ESR 2. A constitutive model to describe the dynamic response of porous metallic materials under plane strain condition was developed. The approach consists of considering a cylindrical void of circular section embedded in a cylindrical shell made of viscoplastic matrix. The key point was to show that the length of the cylinder plays an important role in the macroscopic response of the material. Micro-inertia effects were investigated, considering various cases of loading conditions including spherical loading, plane stress loading and uniaxial loading paths. The analytical model was validated against numerical simulations.
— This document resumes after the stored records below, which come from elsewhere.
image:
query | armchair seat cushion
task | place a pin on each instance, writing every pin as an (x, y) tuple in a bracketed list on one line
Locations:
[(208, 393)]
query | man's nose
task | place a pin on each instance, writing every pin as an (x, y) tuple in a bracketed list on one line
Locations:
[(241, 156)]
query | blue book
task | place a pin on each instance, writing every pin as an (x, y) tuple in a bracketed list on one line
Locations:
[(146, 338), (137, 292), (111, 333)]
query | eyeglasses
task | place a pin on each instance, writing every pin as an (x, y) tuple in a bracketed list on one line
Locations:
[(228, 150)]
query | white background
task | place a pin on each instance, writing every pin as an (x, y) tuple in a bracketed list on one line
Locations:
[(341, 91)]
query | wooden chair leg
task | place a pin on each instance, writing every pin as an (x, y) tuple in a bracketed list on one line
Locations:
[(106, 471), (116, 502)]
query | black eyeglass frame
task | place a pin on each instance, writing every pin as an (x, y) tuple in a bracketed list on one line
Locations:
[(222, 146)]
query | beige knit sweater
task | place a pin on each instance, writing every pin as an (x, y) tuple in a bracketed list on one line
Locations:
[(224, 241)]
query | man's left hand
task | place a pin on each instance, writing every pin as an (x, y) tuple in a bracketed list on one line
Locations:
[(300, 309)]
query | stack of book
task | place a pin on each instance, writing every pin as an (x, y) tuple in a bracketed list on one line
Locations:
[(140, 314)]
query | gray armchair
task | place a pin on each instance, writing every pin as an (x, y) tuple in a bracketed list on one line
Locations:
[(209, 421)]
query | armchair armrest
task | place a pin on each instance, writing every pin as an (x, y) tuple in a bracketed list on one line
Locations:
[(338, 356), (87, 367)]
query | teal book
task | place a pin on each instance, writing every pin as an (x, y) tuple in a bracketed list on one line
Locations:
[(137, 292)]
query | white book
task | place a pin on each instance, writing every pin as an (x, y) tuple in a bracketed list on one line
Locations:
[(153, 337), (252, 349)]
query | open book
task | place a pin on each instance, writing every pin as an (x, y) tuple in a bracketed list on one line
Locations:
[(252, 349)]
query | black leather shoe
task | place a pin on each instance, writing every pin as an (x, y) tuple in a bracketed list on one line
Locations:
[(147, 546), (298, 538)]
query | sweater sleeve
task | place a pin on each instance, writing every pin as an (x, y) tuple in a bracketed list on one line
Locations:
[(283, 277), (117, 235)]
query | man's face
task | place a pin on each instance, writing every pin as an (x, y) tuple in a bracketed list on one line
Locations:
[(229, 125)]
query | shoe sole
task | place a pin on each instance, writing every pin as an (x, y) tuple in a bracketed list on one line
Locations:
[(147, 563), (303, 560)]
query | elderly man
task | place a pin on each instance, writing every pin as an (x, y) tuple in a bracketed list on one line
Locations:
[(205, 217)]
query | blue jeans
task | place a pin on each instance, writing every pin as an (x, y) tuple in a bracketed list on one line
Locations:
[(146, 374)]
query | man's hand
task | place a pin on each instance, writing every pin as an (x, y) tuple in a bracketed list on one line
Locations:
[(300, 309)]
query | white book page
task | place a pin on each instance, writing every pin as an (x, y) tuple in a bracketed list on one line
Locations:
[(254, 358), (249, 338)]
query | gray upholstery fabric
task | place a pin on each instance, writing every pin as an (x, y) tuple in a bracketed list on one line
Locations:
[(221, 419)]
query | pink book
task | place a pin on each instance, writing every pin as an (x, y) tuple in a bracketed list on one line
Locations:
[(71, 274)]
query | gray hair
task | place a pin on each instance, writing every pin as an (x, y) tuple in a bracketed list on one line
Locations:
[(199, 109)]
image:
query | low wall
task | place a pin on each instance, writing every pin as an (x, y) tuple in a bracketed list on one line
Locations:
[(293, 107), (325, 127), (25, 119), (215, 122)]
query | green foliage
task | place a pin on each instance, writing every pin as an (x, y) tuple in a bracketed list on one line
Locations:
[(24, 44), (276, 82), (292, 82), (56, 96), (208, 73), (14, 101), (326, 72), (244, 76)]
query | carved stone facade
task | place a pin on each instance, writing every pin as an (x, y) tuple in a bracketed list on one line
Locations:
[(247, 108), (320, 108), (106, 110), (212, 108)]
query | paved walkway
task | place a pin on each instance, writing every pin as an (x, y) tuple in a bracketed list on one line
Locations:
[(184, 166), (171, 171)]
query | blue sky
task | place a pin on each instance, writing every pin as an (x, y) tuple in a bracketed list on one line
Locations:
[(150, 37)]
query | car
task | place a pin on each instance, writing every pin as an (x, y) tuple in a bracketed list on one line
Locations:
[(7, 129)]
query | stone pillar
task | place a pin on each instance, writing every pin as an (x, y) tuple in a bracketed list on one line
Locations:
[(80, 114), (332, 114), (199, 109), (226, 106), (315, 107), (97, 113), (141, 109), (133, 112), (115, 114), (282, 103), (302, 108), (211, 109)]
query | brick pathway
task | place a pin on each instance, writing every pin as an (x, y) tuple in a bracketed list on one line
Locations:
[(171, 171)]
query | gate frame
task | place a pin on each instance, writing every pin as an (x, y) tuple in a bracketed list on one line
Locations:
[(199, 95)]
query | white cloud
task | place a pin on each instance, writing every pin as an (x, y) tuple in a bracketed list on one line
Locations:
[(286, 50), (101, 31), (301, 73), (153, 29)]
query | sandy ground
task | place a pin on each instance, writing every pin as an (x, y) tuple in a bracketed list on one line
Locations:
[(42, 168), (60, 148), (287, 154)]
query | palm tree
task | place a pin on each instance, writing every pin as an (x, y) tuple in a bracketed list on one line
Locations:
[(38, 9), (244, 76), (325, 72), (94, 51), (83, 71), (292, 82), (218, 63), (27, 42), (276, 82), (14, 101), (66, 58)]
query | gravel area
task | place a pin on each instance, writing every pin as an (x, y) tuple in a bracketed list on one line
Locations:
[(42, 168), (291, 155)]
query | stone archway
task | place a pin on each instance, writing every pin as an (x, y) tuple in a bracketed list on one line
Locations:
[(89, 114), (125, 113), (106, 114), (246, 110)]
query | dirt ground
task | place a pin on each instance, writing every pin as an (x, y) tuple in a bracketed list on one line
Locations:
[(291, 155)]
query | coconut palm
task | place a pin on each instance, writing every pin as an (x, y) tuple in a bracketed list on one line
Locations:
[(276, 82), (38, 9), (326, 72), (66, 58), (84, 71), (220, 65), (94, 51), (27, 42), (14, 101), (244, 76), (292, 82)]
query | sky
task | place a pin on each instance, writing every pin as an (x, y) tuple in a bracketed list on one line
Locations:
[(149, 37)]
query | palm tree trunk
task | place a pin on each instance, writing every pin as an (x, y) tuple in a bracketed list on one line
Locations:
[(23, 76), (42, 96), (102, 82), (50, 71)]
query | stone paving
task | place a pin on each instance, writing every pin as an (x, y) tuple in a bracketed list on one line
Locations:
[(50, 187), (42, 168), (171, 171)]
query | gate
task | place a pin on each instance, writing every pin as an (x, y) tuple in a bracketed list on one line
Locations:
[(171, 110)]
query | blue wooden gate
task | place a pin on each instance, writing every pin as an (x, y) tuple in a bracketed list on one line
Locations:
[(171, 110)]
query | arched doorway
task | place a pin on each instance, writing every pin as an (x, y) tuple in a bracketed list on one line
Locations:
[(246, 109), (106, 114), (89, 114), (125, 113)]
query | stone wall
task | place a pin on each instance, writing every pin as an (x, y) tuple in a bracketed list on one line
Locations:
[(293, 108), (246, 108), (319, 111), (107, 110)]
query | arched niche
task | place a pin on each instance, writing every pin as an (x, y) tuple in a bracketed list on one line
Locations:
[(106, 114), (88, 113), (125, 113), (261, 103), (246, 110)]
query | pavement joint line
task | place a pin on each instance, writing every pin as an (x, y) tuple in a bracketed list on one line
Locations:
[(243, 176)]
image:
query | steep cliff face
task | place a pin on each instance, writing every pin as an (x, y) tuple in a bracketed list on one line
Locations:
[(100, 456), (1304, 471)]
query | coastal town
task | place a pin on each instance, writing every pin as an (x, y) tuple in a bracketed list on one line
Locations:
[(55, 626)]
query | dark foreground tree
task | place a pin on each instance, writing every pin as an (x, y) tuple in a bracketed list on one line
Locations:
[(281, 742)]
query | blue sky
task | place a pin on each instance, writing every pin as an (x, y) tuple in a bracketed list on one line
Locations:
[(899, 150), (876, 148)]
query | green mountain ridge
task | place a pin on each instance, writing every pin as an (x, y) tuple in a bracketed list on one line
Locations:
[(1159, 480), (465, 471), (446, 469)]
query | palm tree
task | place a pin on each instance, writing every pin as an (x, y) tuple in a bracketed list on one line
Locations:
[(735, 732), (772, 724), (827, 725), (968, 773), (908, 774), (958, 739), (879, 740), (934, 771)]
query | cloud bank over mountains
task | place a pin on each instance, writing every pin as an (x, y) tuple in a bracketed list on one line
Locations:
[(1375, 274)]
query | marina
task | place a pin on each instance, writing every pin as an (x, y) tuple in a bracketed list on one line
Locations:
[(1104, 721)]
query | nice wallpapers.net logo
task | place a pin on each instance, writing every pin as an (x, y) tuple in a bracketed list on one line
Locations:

ESR 3. A constitutive model to study material’s rate sensitivity on interfacial crack growth in brittle materials was developed and validated with experiments. The tests showed that a weak interface under static loading conditions can be transformed into a strong interface under dynamic loads, thus diverting the crack trajectory. The interaction of a dynamically loaded crack with different pre-existing flaws was also studied. While similar problems were previously investigated in the literature, it was shown that much of the experimental results concerning the effect of a pre-existing hole’s size are in fact a result of stress wave scattering from the hole, prior to any crack growth.
ESR 4. A two-scale damage model with distributed heat sources resulting from energy dissipation during rapid evolutions of microcracks in brittle materials has been developed. The model has been obtained by asymptotic homogenization, extending a procedure available in the literature to thermo-elastic media with dynamically propagating microcracks having heat sources at their tips. The model is implemented in a finite element code and numerical simulations of the Compact Compression Test showed good agreement with the experimental temperature evolutions.
ESR 5. Development of a perturbation model to assess the joint effect that inertia, strain rate, loading path, porosity, tension-compression asymmetry and anisotropy have on the onset and development of necking instabilities in ductile metals subjected to dynamic loading. The distinctive feature of this work is to consider material anisotropy, tension-compression asymmetry and porosity. The results of the analytical model were compared with finite element calculations and specific experiments that we performed for this task.
ESR 6. Formulation of a multi-scale dislocation-based constitutive model to define the thermomechanical response of metallic materials under dynamic loading. Based on the evolution of the microstructure during deformation, the model can predict the material response at the macroscopic level. The thermal evolution is estimated by considering the heat dissipation related with internal features of the material structure. This model will establish the base for future models for material instabilities, such as those considering shear localization.
ESR 7. Development of an operating system to measure surface imperfections and damage on aircraft structures. This procedure further developed to investigate the characteristics of fracture surfaces at a lower scale. To do so, an algorithm was created based on Deep Learning and Artificial Intelligence methods that can automatically perform topographic characterization of the fracture surface for ceramic materials.
ESR 8. Development of a methodology to extract the delamination energy of composite structures from peel tests. The methodology, which combines experimental data and modeling, has been applied to obtain new guidelines for the mechanical design of Printed Circuit Boards.